The Catholic journalist Cristina Odone has already had a fit of the vapours over the programme in her column in the Observer. She wrote: “The separation of Church and State was supposed to deal with the scientific illiteracy of religious teachings about geo-centricity and the Garden of Eden. But this separation has done little to deal with the religious illiteracy of secular scientists; it should be noted that while Richard Dawkins is invited to parade his ignorance about religious belief on our screens, as he will do in The Root of All Evil, no similarly incisive theologian gets airtime to denounce the secularist moral vacuum. Despite what Professor Dawkins says in his purple polemics, the Christian worldview today accommodates scientific progress. Most Christians in Britain do accept evolution; though the majority of American Christians do not. They recognise, too, that when we speak of mankind and of our Universe, we must contend with more than one dimension. Along with the spiritual, there is also the physical. Different rules apply to each sphere, and different authorities govern them.”
In an interview in the Radio Times, Dawkins is asked: “If there was no religion, where would that leave morality?” He replies: “If your only reason to be good is that you’re frightened of the great CCTV in the sky watching your every move, it doesn’t say much for you as a person. There is something ancient about the impulse to morality, a strong empathic tendency in the human mind, with clear Darwinian roots. This genetic empathy came first – religion climbed on the back of it.”
2 comments:
Cool, I'll try to watch.
Umm, what seperation of church & state? We don't have that, never have had.
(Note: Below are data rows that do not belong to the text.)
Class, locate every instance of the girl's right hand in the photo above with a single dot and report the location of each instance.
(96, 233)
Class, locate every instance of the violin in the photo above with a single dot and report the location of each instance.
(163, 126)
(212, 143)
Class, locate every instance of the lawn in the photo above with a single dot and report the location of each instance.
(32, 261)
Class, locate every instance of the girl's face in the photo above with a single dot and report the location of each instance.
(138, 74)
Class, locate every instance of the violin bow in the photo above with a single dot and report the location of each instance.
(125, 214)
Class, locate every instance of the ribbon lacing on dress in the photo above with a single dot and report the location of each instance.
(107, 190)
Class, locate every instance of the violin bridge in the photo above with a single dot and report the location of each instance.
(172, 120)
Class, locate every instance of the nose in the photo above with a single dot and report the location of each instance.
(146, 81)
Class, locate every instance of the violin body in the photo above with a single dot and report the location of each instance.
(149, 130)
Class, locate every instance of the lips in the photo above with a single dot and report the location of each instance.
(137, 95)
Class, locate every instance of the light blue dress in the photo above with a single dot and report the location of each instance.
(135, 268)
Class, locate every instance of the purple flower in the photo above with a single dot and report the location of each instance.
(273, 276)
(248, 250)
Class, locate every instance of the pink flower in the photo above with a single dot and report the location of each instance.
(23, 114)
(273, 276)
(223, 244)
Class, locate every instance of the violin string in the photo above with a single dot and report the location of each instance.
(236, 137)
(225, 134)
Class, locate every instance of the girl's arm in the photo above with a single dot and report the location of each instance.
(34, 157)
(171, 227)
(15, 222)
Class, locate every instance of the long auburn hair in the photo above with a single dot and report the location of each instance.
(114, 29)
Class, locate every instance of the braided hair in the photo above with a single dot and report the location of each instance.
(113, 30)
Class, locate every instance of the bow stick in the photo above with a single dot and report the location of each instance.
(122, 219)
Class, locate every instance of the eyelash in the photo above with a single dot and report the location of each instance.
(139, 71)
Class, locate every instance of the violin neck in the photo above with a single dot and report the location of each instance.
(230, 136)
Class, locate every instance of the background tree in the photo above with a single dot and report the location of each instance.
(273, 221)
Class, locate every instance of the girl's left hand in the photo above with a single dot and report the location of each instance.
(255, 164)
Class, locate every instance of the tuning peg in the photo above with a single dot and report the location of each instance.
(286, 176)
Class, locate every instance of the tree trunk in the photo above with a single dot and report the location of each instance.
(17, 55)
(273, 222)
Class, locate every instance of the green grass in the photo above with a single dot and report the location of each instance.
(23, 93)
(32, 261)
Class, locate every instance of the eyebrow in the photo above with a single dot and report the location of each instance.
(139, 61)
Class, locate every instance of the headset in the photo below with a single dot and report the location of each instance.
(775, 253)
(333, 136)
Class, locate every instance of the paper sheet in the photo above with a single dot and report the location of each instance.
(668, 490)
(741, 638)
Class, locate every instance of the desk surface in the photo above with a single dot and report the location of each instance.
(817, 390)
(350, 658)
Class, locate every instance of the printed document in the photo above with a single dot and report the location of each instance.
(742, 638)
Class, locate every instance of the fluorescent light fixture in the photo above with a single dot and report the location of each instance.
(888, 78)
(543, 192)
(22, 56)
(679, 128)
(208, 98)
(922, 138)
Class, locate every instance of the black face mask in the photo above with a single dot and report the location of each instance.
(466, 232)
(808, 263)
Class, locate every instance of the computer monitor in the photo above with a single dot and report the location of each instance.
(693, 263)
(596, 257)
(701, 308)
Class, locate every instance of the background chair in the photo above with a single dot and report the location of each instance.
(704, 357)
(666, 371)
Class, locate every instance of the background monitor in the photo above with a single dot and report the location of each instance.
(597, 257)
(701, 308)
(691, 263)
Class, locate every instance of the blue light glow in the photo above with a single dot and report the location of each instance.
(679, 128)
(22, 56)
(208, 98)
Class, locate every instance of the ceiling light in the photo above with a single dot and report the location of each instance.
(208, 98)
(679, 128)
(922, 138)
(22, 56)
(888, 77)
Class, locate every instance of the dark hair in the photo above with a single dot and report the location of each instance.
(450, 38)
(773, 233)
It's an American thing, written into their constitution. And we all know what a fantastic document that is - how it sets the scene for the perfect society, full of peace-loving, ethical, educated free-thinkers.
Here in the UK (Channel 4 was British last time I checked) we have a very definite combining of church & state. You know, the monarch is head of both. Parliament includes high ranking church officials. That kind of thing.
Mrs A said: Umm, what seperation of church & state? We don't have that, never have had.
I found that a bit strange too. Maybe Ms Odone doesn't know much about UK history? The Church & State have always been heavily intertwined here. As you say the House of Lords is packed full of Bishops & the Queen is the Head of the Church of England. Religious Studies is taught in State schools BY LAW, so there isn't really that much of a separation...
Stangely we are also, apparently, the most secular country in the world - Thank God!